La marche quotidienne revient généralement avant le sport. Monter des escaliers ou marcher sur une surface plane ne demande pas les mêmes contraintes qu’un saut, une réception, un changement de direction ou un contact. Un genou capable de supporter quelques minutes de marche n’est donc pas forcément prêt à courir.
La reprise se fait progressivement, avec des exercices adaptés et une surveillance de la douleur, du gonflement et de l’instabilité. Le sport habituel ne doit reprendre que lorsque les professionnels de santé confirment que l’articulation supporte les efforts prévus, sans compensation ni appréhension.
Conclusion
Peut-on marcher avec une luxation du genou ? Non, une véritable luxation tibio-fémorale ne doit jamais être testée en prenant appui, même si la douleur diminue ou si l’articulation semble s’être remise en place. Immobilisez la jambe dans la position trouvée, évitez toute manipulation et appelez le 15 ou le 112. L’urgence est encore plus évidente si le pied devient froid, pâle, insensible ou difficile à relever.

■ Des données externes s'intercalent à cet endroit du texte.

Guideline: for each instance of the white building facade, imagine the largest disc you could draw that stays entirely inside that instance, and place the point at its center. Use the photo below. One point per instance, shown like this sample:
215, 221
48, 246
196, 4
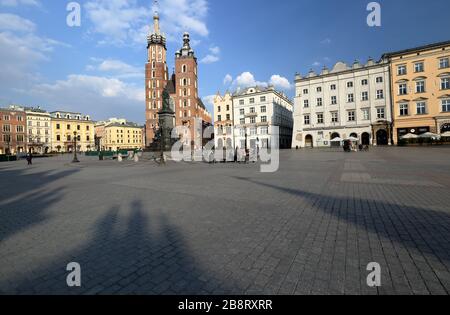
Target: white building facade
39, 129
257, 111
223, 121
347, 101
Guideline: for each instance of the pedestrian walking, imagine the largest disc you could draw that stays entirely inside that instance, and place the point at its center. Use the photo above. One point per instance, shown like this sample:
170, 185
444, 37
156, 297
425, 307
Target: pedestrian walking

À l’hôpital, la réduction remet rapidement l’articulation en place, mais elle ne suffit pas à elle seule. Les médecins doivent contrôler l’artère poplitée, les autres vaisseaux et les nerfs, puis maintenir le genou avec une immobilisation adaptée. La reprise de l’appui et de la marche se fait ensuite progressivement, selon les ligaments touchés, une éventuelle fracture, une intervention et l’évolution de la stabilité du genou. La rééducation aide à retrouver la mobilité, la force et l’équilibre, mais elle peut s’étendre sur plusieurs mois.
Une genouillère ou une orthèse peut accompagner certaines phases de récupération, uniquement sur conseil médical. Elle peut soutenir un genou déjà examiné et stabilisé, mais elle ne remet pas une articulation luxée en place et ne remplace jamais une prise en charge urgente.